No matter which of the alphabet soup of government agencies the poultry industry is dealing with, EPA, USDA FSIS, or OSHA, the message seems to be the same, cooperation is out and enforcement is in. Articles and columns in this issue emphasize that the Obama administration and the current Congress are working overtime to adopt more legislation and regulations and to put more of the focus of agencies like FSIS and OSHA on enforcement. It is unfortunate that programs like OSHA’s Voluntary Protective Program (VPP) will receive less emphasis and instead, the agency will focus its bigger budget on inspection and enforcement.

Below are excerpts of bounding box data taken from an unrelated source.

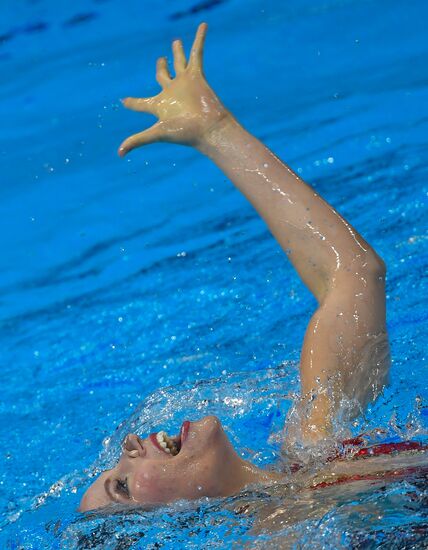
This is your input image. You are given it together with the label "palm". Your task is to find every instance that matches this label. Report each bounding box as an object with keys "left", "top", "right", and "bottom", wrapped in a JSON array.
[{"left": 119, "top": 24, "right": 226, "bottom": 156}]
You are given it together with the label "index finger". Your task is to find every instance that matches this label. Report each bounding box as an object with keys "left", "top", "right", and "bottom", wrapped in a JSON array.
[{"left": 189, "top": 23, "right": 208, "bottom": 70}]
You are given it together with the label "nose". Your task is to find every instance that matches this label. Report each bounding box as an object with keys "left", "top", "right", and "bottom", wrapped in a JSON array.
[{"left": 122, "top": 434, "right": 145, "bottom": 458}]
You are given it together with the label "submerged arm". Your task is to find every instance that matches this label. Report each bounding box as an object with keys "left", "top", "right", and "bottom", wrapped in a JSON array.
[{"left": 119, "top": 24, "right": 386, "bottom": 439}]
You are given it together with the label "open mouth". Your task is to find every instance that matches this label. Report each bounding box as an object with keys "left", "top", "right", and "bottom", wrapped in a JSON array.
[{"left": 150, "top": 420, "right": 190, "bottom": 456}]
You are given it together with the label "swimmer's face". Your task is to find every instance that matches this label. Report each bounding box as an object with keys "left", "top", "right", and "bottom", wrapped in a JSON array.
[{"left": 80, "top": 416, "right": 254, "bottom": 511}]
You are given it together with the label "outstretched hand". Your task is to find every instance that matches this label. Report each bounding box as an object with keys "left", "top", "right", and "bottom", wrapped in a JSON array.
[{"left": 118, "top": 23, "right": 228, "bottom": 157}]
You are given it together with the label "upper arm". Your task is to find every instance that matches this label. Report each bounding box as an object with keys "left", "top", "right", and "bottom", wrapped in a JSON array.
[{"left": 300, "top": 269, "right": 389, "bottom": 442}]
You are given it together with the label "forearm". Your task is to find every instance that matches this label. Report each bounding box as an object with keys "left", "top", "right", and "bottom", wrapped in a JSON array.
[{"left": 197, "top": 116, "right": 381, "bottom": 302}]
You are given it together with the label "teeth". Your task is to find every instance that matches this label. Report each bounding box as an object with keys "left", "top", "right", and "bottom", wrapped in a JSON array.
[{"left": 156, "top": 430, "right": 178, "bottom": 456}]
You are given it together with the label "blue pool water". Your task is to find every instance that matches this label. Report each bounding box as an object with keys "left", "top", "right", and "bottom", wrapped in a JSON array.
[{"left": 0, "top": 0, "right": 428, "bottom": 549}]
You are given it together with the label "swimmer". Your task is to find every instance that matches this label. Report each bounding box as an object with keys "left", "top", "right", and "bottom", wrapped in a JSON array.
[{"left": 80, "top": 23, "right": 424, "bottom": 511}]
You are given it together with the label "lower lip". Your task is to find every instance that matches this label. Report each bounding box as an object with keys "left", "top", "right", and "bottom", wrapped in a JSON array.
[
  {"left": 180, "top": 420, "right": 190, "bottom": 449},
  {"left": 149, "top": 432, "right": 168, "bottom": 454}
]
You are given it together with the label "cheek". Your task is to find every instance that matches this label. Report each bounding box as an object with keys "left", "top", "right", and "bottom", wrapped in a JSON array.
[{"left": 132, "top": 465, "right": 179, "bottom": 503}]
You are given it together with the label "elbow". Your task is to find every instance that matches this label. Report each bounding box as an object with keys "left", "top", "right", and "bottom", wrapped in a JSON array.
[{"left": 366, "top": 251, "right": 386, "bottom": 278}]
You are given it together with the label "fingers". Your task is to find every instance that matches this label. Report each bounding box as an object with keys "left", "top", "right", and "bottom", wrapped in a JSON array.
[
  {"left": 118, "top": 122, "right": 161, "bottom": 157},
  {"left": 121, "top": 97, "right": 154, "bottom": 113},
  {"left": 156, "top": 57, "right": 171, "bottom": 88},
  {"left": 189, "top": 23, "right": 208, "bottom": 71},
  {"left": 172, "top": 40, "right": 186, "bottom": 76}
]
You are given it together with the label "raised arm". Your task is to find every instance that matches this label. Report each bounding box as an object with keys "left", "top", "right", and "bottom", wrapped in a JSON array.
[{"left": 119, "top": 24, "right": 388, "bottom": 439}]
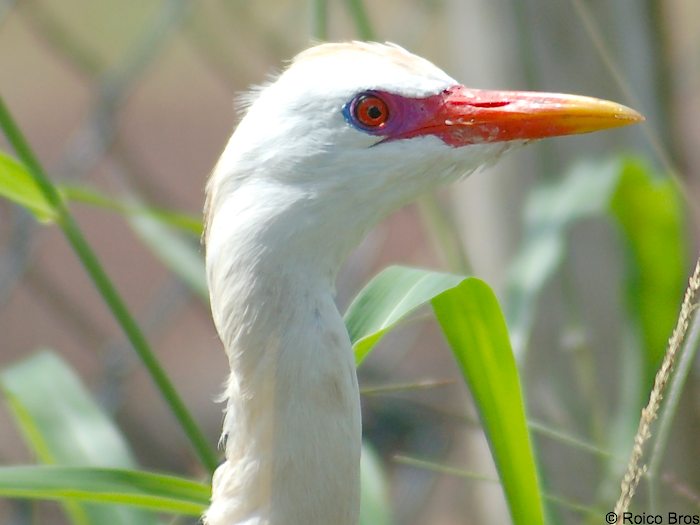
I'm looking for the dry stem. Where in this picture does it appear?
[615,259,700,523]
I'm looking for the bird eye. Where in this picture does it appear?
[353,93,389,129]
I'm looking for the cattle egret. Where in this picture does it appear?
[204,42,642,525]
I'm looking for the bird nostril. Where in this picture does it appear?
[469,100,510,108]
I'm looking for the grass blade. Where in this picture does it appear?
[0,151,56,222]
[128,207,209,303]
[0,97,218,472]
[432,278,544,525]
[0,465,211,512]
[0,352,154,525]
[360,443,392,525]
[345,266,464,366]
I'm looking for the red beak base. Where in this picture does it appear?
[401,86,644,147]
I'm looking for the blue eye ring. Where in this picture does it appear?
[343,91,390,132]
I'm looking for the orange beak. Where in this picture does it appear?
[401,86,644,147]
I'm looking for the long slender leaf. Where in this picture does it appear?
[58,185,202,237]
[345,266,464,365]
[360,443,392,525]
[432,278,544,525]
[0,465,211,512]
[609,158,686,385]
[0,151,56,222]
[0,96,217,472]
[0,352,154,525]
[128,208,209,301]
[345,266,544,525]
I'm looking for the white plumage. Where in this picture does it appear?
[205,43,631,525]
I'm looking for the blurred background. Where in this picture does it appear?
[0,0,700,525]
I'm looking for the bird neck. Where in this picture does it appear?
[207,181,361,525]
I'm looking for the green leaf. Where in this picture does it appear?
[432,278,544,525]
[128,208,209,301]
[0,352,154,525]
[58,186,202,237]
[0,465,211,512]
[610,159,686,385]
[345,266,543,525]
[360,443,392,525]
[345,266,464,366]
[0,151,56,222]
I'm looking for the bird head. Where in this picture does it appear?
[208,42,642,270]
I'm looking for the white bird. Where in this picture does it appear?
[200,42,642,525]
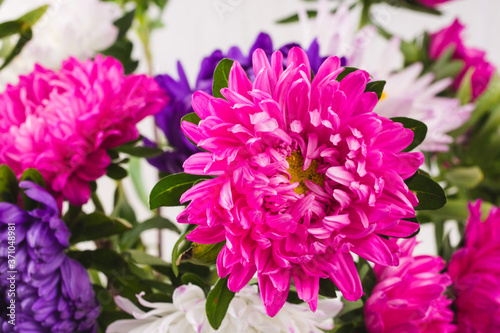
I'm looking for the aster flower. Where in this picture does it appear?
[448,201,500,333]
[150,33,326,173]
[0,0,122,91]
[106,284,342,333]
[364,238,456,333]
[0,181,99,333]
[429,19,495,100]
[0,56,167,205]
[178,48,423,316]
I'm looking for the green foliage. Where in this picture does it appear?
[212,58,234,98]
[149,173,209,209]
[205,277,235,330]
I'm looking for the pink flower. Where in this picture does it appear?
[429,19,495,100]
[448,201,500,333]
[417,0,452,8]
[365,238,456,333]
[0,56,167,205]
[178,47,423,316]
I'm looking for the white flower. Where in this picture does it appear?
[0,0,121,91]
[106,284,342,333]
[369,38,474,151]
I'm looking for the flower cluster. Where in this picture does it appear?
[178,48,423,316]
[429,19,495,99]
[364,238,456,333]
[0,56,167,205]
[0,181,99,333]
[448,201,500,333]
[106,284,342,333]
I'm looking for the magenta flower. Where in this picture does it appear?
[0,56,167,205]
[448,201,500,333]
[178,47,423,316]
[417,0,453,8]
[429,19,495,100]
[365,238,456,333]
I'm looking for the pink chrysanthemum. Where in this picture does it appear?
[365,238,456,333]
[448,201,500,333]
[178,48,423,316]
[0,56,167,205]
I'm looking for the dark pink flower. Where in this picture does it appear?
[448,201,500,333]
[365,238,456,333]
[178,47,423,316]
[429,19,495,100]
[0,56,167,205]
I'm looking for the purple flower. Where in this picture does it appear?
[0,181,99,333]
[148,33,328,173]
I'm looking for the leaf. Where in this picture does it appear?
[336,67,358,82]
[0,164,19,204]
[365,81,385,100]
[212,58,234,98]
[120,216,179,249]
[445,166,484,189]
[319,278,337,298]
[149,173,209,209]
[70,212,132,244]
[205,277,235,330]
[106,163,128,180]
[126,250,170,267]
[0,25,33,70]
[391,117,427,152]
[113,144,163,157]
[276,10,318,24]
[405,171,446,210]
[181,112,201,125]
[172,224,196,276]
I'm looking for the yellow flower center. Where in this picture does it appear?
[286,151,325,194]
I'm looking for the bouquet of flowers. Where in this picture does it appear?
[0,0,500,333]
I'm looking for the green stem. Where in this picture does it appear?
[91,192,104,213]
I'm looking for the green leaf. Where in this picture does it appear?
[336,67,358,82]
[19,168,45,210]
[212,58,234,98]
[319,278,337,298]
[149,173,209,209]
[276,10,318,24]
[126,250,170,267]
[70,212,132,244]
[120,216,179,249]
[365,81,385,100]
[0,20,24,38]
[181,241,226,266]
[445,166,484,189]
[405,171,446,210]
[172,224,196,276]
[113,9,135,40]
[0,164,19,204]
[0,25,33,70]
[205,277,235,330]
[106,163,128,180]
[181,112,201,125]
[391,117,427,152]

Everyone in the poultry industry wants the food they eat to be safe and wholesome, the air we breathe and water we drink to be clean, and the place that we work to be safe. Each and every one of us wants to be able to go home safely from our jobs at the end of the day, and we also wish this for all of our coworkers and employees. In spite of this, there will be some bad actors in every industry, and that’s why we have regulatory agencies.

Regulator’s role

I recognize that a portion of the job of these regulatory agencies is to be on the look out for companies that are skirting the rules and are not protecting the environment, public health or their workers’ safety. But, the majority of firms are trying to do the right things and regulatory agencies can help to play a role improving performance at these firms, not just policing the bad actors.

Two poultry companies that are heavily engaged in the VPP program, Butterball LLC and Cargill, Inc., were featured in the March WATT PoultryUSA. The development of these two turkey companies’ safety programs was certainly aided by participation in VPP. Increasing emphasis on enforcement may help OSHA find the small percentage of companies in an industry that are true bad actors, but my guess is that it won’t improve safety in the majority of the industry that is already trying to do the right thing.

Big payback


Programs like VPP leverage a small amount of government funding and manpower to achieve big results by enlisting the expertise of other VPP participants to do auditing of plants that are trying to attain VPP status. These volunteer auditors, in addition to helping out the facilities that they audit, pickup ideas on these audits that they can bring back and use in their own facilities. Work places are made safer, workman’s compensation costs go down, employees are healthier and no one pays a fine or gets threatened with a jail term.

In my experience, the carrot gets a lot more results than does the stick. At some point, the mule starts thinking he is going to get hit whether he moves or not, so why not just stand there and see what happens. People behave a lot more like mules than some regulators think.

So why is there all of this the saber rattling coming out of Washington and provocative statements about there being a “new sheriff in town?” I realize that the new administration and the Democrat majority in Congress have constituencies that they need to placate, but does anyone believe that tough rhetoric is going to improve anything? Fear of inspection and possible fines don’t drive continuous improvement.

The U.S. poultry industry will continue to change, innovate and improve, with or without the help of regulatory agencies. Cooperative efforts to improve worker safety and food safety will continue within the industry’s trade associations. Rhetoric aside, progress will be swifter if government agencies continue to engage industry in a cooperative manner.


This is my last column for WATT PoultryUSA. I have enjoyed having the opportunity over the last nine years to bring you stories about the people, technologies and companies that have made the U.S. broiler and turkey industries the envy of the rest of the world. I trust that the growing regulatory burden in this country will not be the beginning of the end of the industry’s long-running success story.